What begins as a traditional narrative structure quickly blooms into a mind-bending adventure whose repeated fourth-wall breaks set up a wholly original cinematic reveal. The film stars Christopher Abbott (“Catch-22,” “First Man,” “Whiskey Tango Foxtrot,” HBO’s “Girls,” “The Sinner”); Robin Lord Taylor (plays The Penguin in “Gotham,” “The Walking Dead,” “Law & Order: SVU,” “The Good Wife”), Lina Esco (“S.W.A.T.,” “Kingdom,” “Flaked,” “Free the Nipple”), Jimmy Akingbola (“Spectral,” “Arrow,” “Holby City”), Boris Lee Krutonog (“Star Trek VI: The Undiscovered Country,” “The Hunt for Red October,” “Thirteen Days”), among others, and is an Official Selection at Dances With Films, screening on Friday, June 21, 2019, at 9:00 p.m., at the TCL Chinese 6 Theatres, located at 6801 Hollywood Boulevard, Hollywood, California.
Director Carlos Puga says, “In ‘Full-Dress,’ audiences will experience a non-linear story that ends up speaking about moviemaking itself.
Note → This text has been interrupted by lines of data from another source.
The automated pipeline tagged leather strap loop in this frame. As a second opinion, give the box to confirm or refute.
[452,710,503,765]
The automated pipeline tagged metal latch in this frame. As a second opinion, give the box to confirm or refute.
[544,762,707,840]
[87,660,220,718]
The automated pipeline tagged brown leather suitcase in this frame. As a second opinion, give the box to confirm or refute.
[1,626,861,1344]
We break the 3-act structure and also break the fourth wall throughout the film, mostly because I enjoy movies that do those things. Typically, when you sit to watch a movie, you know what you’re going to get, in terms of structure at least; you know you’ll follow characters through adversity and so on and so on, but I thought: what if right when you start to care about a character as an audience member, what if right then, that character became someone completely different, that you had to meet for the first time. What if the story itself completely changed. How would an audience react, and is there perhaps some value in finding out?”
He adds, “I wanted to develop an unexpected experience for the audience, something different, because to me, different is fun; and to do it, I drew inspiration from filmmakers like Luis Buñuel and Charlie Kaufman, as well as writers like Borges.”
The plotline begins with two friends who get into serious trouble after borrowing money from the mob in order to make a movie, but then shifts entirely to become the story of a successful film and TV actor, Christopher, (played by Christopher Abbott), who finds himself relegated to community theater as part of a DUI plea deal. And just as the audience learns that the previous plot of “friends making a movie” was simply the story within the play that Christopher is rehearsing, another, even larger surprise awaits.